Thanks for the compliment on my Sandbox post. I would like to do something like Points of Light for SJ Games and GURPS but all my proposals go down a black hole 🙁
As for D&D Clone, yes people can make D&D compatible products (without saying so) by changing the terms. But the issue with that (as we found in the early 80s) is that it enough of a pain to use to inhibit sales. In contrast with the OGL you don’t have to do that. The result the products produced via the OGL are preceived as directly compatible with the games.
There are still issues in coming out with an actual clone rulebook particularly in tables. OSRIC had a bunch of IP Lawyers advising the authors and the process was rather nit-picking. The other clones like Labyrinth Lord and Swords & Wizardry opted for an approach where it plays the same but uses a different procedure or table.
For example in Swords & Wizardry instead of having the five catagories of saving throws you have one saving throw and modifiers to get the values you would use for the other catagories.
Many authors involved in the retro-clone stuff, like myself, have moved beyond rules books now that all the early editions are covered.

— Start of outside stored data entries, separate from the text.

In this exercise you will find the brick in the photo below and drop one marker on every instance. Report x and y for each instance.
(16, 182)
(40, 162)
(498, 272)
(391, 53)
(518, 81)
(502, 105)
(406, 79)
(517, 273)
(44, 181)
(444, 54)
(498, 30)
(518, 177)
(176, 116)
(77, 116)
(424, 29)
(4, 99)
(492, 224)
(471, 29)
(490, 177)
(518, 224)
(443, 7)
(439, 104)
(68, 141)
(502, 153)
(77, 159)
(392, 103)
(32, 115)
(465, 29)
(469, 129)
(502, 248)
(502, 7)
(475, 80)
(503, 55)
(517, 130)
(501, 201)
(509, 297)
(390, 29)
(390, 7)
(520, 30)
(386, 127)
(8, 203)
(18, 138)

Instead the focus is on settings, adventures, and supplements.
I’ve been wanting to take a bunch of my starship sketches, flesh them out with game stats and put them up for sale in a PDF with numerous versions for different game systems, but can’t quite pin down whether putting “Compatible with GURPS” or “Compatible with FATE Space” etc above each section is crossing a legal line. If yes, IS there a way to do it legally that doesn’t involve bringing in the lawyers from every system?
Can you publish supplements that name and draw on other games’ products? That’s definitely a case where you’ll need to check the policies of each company involved. Best to also consult with a legal professional to stay on the safe side.
Taking GURPS as an example, Steve Jackson Games has had to field this question enough times to address it in an FAQ. The GURPS FAQ and general SJG FAQ only address it where computer games are concerned (short version: “No. Talk to us first.”). The company’s online policy goes broader:
[So, does that mean that I can . . .] Write my own adventure or scenario using your rules or background?
Those words don’t specify non-adventure, non-scenario supplements, but I’m sure the answer would be the same. The policy gives certain permissions for free works, but not paid ones, so that’d likely put the kibosh on your idea of a paid supplement that name-checks GURPS.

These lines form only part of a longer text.